Тень апокалипсиса увидел лишь битый жизнью циничный гений Фриц Ланг – беглец от нацистов. 28 сентября 1946-го вышел его триллер «Плащ и кинжал»: Гэри Купер играл мирного физика, вовлеченного УСС в погоню за нацистами, создающими бомбу на заводе-концлагере в Баварии.
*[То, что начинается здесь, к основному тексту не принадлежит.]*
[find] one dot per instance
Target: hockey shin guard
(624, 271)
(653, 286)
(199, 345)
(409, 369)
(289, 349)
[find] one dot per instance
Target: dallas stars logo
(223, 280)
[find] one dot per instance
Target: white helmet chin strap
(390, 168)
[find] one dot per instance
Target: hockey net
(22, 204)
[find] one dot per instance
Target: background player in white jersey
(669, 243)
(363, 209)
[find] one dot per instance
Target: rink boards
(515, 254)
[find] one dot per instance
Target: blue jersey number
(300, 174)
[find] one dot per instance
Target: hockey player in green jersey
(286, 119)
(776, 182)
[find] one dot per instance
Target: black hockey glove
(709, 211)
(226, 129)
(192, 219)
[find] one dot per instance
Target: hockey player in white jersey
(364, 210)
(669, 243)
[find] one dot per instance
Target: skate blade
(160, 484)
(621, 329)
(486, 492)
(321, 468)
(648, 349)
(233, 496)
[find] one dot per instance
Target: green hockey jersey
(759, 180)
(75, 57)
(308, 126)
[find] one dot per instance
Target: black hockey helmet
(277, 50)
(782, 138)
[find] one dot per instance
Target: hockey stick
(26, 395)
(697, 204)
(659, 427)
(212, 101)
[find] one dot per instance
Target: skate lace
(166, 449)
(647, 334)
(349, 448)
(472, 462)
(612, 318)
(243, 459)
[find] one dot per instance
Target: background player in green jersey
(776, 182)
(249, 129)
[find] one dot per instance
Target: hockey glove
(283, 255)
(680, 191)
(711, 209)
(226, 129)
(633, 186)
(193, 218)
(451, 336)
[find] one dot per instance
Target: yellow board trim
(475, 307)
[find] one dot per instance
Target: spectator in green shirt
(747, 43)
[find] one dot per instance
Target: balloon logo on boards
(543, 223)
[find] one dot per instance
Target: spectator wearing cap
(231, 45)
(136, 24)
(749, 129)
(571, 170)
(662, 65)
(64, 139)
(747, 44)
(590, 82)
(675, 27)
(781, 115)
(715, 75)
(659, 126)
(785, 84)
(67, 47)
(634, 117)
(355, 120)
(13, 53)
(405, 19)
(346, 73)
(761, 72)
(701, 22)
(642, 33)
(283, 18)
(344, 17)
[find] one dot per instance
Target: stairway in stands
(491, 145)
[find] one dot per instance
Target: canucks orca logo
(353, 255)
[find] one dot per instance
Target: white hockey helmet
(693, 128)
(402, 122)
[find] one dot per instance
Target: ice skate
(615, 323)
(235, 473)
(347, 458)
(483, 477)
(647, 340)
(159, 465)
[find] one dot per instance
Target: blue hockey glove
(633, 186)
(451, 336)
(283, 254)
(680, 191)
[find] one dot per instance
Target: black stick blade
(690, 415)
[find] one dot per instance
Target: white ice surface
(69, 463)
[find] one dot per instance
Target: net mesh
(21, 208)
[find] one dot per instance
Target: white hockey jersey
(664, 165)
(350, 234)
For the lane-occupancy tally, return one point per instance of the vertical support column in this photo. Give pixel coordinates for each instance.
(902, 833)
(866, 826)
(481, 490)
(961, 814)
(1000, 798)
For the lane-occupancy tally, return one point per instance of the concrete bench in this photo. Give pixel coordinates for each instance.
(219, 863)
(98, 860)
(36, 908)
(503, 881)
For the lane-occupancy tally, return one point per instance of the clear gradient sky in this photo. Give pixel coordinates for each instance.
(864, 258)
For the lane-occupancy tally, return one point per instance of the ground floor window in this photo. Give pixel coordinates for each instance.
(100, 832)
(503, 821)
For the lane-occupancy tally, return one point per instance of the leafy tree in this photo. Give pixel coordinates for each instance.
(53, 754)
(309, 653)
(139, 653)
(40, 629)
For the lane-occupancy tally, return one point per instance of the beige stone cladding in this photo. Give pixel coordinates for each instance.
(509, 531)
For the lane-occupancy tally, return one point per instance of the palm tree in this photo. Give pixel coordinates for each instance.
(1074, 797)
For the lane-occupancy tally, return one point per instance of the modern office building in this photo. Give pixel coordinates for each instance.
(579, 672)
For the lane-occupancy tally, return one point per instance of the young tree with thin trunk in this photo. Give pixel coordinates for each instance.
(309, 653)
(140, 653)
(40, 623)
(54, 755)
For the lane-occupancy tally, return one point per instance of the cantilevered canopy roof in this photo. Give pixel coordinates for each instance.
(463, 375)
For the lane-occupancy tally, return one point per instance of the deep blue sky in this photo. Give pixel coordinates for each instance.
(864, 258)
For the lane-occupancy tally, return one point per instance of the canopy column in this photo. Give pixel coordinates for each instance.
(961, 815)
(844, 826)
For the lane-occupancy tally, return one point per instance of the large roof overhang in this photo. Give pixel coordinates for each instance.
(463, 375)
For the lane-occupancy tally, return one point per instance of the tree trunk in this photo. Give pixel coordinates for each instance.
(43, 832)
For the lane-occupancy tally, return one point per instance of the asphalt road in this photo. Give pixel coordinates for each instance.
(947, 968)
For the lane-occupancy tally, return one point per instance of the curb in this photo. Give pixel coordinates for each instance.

[Англо-американский отряд] обнаруживает замаскированную автостраду, потом – огромные ворота и колючую проволоку под током. Они предельно осторожны, но ток оказывается отключен. Они находят пулеметные гнезда ‹…› нигде никого – и наконец добираются до огромной пустой пещеры ‹…› они приходят к выводу, что фабрика находится, вероятно, в Аргентине или где-то там. Появляется сержант, только что обнаруживший трупы шестидесяти тысяч рабочих-рабов. ‹…› У входа в пещеру торчит парашютист – бравый американец, жующий травинку. Светит солнце, птички поют. Купер говорит что-то вроде: «Мы вступили в первый год атомной эры, и было бы безумием верить, что можно скрыть этот секрет от человечества». Всю эту часть вырезали. Думаю, даже негатив не сохранился. Почему? Спросите Уорнера: я не знаю.
* * *
За два месяца до оскаровской ночи, 15 января 1947 года, судьба глумливо послала Голливуду знамение в стиле нуар.
Около 10:30 два офицера лос-анджелесской полиции нашли на окраинном пустыре тело девушки, опознанной как 22-летняя Элизабет Шорт родом из Массачусетса. Бывшая официантка, бывшая невеста павшего в бою майора ВВС, полустарлетка, полупроститутка, крутилась вокруг киношного люда.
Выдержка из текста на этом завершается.